Why computer vision algorithms need new benchmarks

random images computer vision
Image credit: Depositphotos

This article is part of our reviews of AI research papers, a series of posts that explore the latest findings in artificial intelligence.

In recent years, the creation of large data sets of labeled images has helped in the development of highly efficient computer vision systems. Artificial intelligence models trained and tested on repositories like ImageNet (approx. 14 million photos) and OpenImages (approx. 9 million photos) can match—and sometimes exceed—human performance at detecting specific classes of objects.

However, these datasets also have a fundamental problem: They mostly contain images that have been taken in ideal conditions. As a result, the deep learning models that are trained on them are biased toward their characteristics and are poor at handling the messiness found in the actual world.

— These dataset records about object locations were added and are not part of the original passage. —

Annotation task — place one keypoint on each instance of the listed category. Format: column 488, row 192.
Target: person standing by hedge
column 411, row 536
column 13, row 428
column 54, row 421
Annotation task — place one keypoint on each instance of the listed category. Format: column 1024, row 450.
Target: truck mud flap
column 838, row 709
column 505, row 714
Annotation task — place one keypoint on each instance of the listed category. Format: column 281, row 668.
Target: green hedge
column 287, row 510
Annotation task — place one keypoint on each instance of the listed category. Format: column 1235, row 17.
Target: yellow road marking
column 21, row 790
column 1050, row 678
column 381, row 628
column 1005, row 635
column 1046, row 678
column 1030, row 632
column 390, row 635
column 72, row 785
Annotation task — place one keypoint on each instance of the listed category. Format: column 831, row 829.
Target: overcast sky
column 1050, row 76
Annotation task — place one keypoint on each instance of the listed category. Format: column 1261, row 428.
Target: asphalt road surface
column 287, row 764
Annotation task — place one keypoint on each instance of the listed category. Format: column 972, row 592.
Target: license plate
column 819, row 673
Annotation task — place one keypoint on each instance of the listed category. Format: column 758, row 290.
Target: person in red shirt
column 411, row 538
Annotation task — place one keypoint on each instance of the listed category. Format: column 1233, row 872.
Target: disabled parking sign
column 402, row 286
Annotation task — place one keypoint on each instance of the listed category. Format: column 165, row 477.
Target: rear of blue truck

In a paper presented at NeurIPS 2019, researchers at the MIT-IBM Watson AI Lab and MIT Computer Science & Artificial Intelligence Laboratory (CSAIL) explore the problems with current computer vision datasets. The researchers propose ObjectNet, a new image repository carefully assembled to avoid the biases found in popular image datasets and to reflect the realities AI algorithms face in the real world.

Even the best object detectors suffer from a considerable performance drop when tested on ObjectNet, which highlights the need for more efficient ways to evaluate the robustness and accuracy of computer vision—and by extension machine learning—systems.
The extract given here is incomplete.